Partindo desse raciocínio, esta segunda corrente interpretativa atende melhor ao


interesse público de modernizar as licitações das estatais, admitindo que seus certames
adotem procedimento adequado à pretensão contratual, sem prejuízo do uso de
importantes ferramentas e opções criadas pelo legislador.

[1] MAXIMILIANO, Carlos. Hermenêutica e aplicação do direito. Rio de


Janeiro : Forense, 2007.

[2] ALEXY, Robert. Direito, razão e discurso: estudos para a filosofia do direito.
Trad. Luis Afonso Heck. Porto Alegre: Livraria do Advogado, 2010. P. 70.

[3] TCU. Acórdão nº 1.529/2006, Plenário

[4] MAXIMILIANO, Carlos. Hermenêutica e aplicação do direito. Rio de


Janeiro : Forense, 2007. Págs. 104-105.

[5] Ibid., p. 39.

[6] FERRAZ JÚNIOR, Tércio Sampaio. Introdução ao estudo do Direito:


técnica, decisão, dominação. 5ª edição. São Paulo: Atlas, 2007. p. 290/296.

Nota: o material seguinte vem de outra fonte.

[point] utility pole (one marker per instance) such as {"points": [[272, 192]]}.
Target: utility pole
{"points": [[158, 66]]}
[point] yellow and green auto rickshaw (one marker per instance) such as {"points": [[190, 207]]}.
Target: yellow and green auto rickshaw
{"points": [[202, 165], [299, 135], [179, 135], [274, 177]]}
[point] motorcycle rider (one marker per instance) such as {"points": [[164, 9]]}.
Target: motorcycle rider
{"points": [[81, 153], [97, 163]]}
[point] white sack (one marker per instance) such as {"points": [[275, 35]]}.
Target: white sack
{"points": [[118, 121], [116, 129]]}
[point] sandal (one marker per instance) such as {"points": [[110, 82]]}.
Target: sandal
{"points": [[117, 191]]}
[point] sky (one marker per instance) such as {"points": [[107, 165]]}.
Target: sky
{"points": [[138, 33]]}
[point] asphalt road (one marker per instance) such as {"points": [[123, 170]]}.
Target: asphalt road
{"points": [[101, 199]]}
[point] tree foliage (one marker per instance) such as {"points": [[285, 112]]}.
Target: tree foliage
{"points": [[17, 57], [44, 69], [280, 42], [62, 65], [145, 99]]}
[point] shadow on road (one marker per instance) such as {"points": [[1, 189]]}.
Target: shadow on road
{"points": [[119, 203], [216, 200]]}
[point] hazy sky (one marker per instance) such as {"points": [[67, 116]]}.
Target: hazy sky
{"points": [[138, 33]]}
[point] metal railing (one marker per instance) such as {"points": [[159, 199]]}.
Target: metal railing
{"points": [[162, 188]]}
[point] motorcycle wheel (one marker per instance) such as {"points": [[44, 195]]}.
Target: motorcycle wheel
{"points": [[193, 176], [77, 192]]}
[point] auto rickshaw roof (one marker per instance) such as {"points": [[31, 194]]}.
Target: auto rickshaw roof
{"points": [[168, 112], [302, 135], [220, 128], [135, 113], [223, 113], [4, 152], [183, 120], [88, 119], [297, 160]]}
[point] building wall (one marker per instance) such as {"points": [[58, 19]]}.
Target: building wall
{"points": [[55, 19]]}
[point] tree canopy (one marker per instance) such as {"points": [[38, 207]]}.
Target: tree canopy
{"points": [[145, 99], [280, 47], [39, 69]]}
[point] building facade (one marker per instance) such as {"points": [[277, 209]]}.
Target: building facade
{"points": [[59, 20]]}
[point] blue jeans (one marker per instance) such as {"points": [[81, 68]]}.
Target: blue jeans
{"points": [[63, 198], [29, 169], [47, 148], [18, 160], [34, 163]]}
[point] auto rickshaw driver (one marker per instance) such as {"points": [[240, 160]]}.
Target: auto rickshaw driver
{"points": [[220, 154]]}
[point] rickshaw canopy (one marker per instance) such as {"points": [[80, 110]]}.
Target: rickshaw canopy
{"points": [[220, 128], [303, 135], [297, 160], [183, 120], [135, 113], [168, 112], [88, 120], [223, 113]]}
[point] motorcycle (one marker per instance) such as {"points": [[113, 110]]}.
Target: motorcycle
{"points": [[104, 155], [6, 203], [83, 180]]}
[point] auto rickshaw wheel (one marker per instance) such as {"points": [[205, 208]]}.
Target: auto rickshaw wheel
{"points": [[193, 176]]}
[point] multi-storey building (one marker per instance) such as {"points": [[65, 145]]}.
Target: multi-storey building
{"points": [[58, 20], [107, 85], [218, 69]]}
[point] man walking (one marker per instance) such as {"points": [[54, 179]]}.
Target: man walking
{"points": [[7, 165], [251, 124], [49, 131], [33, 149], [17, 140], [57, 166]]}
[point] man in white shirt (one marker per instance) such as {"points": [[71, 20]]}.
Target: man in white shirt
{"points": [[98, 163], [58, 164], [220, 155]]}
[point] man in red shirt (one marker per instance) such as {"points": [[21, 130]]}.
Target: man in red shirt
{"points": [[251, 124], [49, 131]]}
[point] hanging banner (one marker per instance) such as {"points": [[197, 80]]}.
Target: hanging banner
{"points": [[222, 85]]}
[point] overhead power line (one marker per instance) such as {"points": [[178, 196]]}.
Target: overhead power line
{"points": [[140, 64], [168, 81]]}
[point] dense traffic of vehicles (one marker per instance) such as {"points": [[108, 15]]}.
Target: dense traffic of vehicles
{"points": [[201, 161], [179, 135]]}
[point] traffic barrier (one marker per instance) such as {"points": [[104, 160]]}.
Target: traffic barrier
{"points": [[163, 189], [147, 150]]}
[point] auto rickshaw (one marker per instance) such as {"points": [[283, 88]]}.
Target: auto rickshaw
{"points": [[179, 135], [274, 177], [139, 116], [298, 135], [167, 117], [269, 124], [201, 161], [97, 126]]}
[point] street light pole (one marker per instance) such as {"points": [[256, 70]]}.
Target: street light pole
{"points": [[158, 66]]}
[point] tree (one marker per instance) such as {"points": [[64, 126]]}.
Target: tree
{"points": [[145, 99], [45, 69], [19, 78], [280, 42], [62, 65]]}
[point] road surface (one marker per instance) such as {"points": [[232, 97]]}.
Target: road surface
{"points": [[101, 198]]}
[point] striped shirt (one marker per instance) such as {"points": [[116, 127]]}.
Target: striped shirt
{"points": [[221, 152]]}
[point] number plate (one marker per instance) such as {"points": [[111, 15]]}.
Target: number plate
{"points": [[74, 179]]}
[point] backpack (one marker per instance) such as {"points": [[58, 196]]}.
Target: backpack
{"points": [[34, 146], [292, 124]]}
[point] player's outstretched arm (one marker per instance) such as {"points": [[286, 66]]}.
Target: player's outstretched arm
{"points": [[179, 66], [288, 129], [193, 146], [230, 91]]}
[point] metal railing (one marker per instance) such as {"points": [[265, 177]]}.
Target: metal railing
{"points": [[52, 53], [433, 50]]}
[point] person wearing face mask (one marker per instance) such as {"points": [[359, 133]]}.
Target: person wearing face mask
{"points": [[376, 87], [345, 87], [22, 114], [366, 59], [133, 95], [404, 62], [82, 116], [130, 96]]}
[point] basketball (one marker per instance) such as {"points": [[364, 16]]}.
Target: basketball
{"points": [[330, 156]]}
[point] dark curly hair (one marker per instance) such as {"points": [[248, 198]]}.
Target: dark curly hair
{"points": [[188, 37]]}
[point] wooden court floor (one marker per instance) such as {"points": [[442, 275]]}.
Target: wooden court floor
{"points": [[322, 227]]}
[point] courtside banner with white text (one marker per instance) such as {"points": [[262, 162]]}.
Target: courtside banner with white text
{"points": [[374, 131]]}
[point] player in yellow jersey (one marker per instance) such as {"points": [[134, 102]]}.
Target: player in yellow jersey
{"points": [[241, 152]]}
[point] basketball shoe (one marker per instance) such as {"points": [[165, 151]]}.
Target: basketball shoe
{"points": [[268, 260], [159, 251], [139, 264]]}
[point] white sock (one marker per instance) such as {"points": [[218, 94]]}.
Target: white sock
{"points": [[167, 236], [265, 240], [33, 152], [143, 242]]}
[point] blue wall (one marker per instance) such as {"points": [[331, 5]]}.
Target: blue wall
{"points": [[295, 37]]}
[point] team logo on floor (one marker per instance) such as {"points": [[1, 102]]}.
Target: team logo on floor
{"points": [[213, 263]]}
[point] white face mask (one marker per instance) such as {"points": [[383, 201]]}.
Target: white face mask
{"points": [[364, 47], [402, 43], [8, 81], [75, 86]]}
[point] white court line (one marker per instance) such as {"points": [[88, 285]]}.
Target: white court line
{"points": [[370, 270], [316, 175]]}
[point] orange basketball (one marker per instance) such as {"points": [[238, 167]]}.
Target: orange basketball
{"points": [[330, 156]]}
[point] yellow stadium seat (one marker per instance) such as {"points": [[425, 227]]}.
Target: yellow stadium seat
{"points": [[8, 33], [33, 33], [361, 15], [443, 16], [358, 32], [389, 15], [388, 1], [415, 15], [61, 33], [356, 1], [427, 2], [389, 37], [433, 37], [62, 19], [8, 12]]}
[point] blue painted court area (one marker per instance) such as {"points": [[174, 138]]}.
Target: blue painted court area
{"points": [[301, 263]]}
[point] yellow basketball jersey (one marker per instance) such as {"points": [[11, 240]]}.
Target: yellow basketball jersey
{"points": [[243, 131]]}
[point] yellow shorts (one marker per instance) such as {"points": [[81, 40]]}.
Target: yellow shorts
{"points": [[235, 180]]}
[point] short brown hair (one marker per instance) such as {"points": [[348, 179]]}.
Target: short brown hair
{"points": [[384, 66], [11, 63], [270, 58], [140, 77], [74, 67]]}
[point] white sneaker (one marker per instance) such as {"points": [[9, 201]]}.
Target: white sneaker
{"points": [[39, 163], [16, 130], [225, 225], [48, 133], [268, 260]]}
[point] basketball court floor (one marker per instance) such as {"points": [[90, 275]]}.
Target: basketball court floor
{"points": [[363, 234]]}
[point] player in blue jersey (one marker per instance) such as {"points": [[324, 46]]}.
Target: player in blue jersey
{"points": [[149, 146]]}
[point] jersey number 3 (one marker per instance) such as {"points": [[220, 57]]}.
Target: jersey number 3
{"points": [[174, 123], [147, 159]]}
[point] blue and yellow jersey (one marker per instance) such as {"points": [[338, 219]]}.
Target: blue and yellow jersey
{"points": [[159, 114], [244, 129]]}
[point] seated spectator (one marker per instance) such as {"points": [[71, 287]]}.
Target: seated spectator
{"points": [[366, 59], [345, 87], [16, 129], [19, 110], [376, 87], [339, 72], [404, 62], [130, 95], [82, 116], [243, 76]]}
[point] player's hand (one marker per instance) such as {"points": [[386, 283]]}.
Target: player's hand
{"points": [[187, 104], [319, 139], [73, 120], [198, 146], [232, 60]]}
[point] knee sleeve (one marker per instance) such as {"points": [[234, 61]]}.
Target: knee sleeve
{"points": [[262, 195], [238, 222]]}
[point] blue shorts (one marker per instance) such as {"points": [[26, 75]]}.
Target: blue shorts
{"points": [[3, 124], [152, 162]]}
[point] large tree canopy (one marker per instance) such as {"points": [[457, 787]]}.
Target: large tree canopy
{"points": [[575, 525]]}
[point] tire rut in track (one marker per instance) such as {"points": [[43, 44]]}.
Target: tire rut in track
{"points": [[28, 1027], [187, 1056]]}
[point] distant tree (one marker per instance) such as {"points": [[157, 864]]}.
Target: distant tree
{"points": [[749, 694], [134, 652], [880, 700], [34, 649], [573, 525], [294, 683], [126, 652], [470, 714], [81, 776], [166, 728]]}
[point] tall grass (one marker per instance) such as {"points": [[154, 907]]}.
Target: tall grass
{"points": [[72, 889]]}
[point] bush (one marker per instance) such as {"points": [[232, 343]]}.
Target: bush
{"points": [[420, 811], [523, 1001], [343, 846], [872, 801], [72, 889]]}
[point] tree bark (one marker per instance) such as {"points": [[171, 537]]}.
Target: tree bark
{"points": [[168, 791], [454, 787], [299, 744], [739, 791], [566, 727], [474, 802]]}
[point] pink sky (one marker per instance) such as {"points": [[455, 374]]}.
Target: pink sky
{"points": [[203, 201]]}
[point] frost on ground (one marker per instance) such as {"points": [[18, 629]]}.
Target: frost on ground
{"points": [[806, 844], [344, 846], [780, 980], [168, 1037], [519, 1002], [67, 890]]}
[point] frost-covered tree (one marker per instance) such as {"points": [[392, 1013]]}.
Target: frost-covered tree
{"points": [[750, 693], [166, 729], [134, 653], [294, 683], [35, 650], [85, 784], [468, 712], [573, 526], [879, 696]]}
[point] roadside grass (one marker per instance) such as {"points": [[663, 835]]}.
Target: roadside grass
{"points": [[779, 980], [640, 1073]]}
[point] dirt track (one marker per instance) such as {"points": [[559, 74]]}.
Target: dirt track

[7] MAXIMILIANO, Carlos. Hermenêutica e aplicação do direito. Rio de


Janeiro : Forense, 2007. p. 39.

[8] MACHADO, Hugo de Brito. Introdução ao estudo do direito. 2. ed. São


Paulo: Atlas, 2004.

[9] ALEXY, Robert. Direito, razão e discurso: estudos para a filosofia do direito.
Trad. Luis Afonso Heck. Porto Alegre: Livraria do Advogado, 2010. P. 72.